I have seen exactly this in the wild, where a data lead had already, almost by instinct, written the margin formula into the view rather than leave it to whatever queried the table. That instinct is correct. It is the SQL equivalent of a DAX measure, and it travels anywhere SQL travels.
So the working pattern looks like this. Keep the semantic model as the canonical definition of every measure, the single place humans argue about what the number means. Then, for the agent, export those definitions into curated views and a short metric dictionary the agent can read. The agent writes simple SQL. The numbers stay correct. And the whole thing stops depending on a fragile DAX-generation step.
Why bother keeping the model at all, then? Because some calculations genuinely belong there. Time intelligence, year-over-year with the right calendar handling, running totals that respect filters, these are painful to reproduce in SQL and pleasant in DAX. For those, let the agent go through door one with a fixed query template, as a narrow exception rather than the default.
What this means for the next twelve months
If you are about to put an agent on your analytics, three things follow.
Inventory your semantic models before anything else.
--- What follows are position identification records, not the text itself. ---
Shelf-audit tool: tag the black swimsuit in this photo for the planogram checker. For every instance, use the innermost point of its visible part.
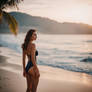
(30, 64)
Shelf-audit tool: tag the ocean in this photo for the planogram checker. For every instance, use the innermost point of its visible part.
(69, 52)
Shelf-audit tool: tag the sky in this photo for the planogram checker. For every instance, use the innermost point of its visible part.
(79, 11)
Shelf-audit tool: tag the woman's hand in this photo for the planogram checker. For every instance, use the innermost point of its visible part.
(24, 73)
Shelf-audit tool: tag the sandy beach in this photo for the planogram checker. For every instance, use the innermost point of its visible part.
(51, 79)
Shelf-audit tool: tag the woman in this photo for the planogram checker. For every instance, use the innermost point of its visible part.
(31, 71)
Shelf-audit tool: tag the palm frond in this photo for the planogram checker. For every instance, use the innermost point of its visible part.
(13, 25)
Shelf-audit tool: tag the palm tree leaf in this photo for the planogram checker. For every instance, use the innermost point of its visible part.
(0, 16)
(13, 25)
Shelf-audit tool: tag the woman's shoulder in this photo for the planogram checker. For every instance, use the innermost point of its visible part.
(32, 45)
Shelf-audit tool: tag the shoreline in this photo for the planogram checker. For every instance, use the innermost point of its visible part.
(51, 79)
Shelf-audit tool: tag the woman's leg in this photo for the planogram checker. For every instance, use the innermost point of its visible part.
(29, 83)
(32, 78)
(36, 83)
That is where your real intellectual property sits, and you should treat the measure definitions as a first-class asset, version them, document them, name an owner. Most teams cannot produce a clean list of their own measures, which tells you how invisible this layer has become.
Decide your door on purpose. SQL over curated views is the lower-drama path for most question-answering. DAX against the model is right when the metric needs the model’s machinery. Pick per metric, not per religion.
And stop measuring AI readiness by how nice the dashboards look. A gorgeous report on top of a vague model is a liability now, because the agent will read the vague model and produce vague, confident answers at scale. A plain report on top of a sharp model is the thing you want.
Running Tallyfy for over a decade taught me that the durable value in software is almost never the screen. It is the rules underneath the screen, the part users never see and never thank you for. Business intelligence is the same story. The report was always the easy half. We just could not tell, until something came along that could do the easy half for free.
The model is the half you were paid to get right. It still is.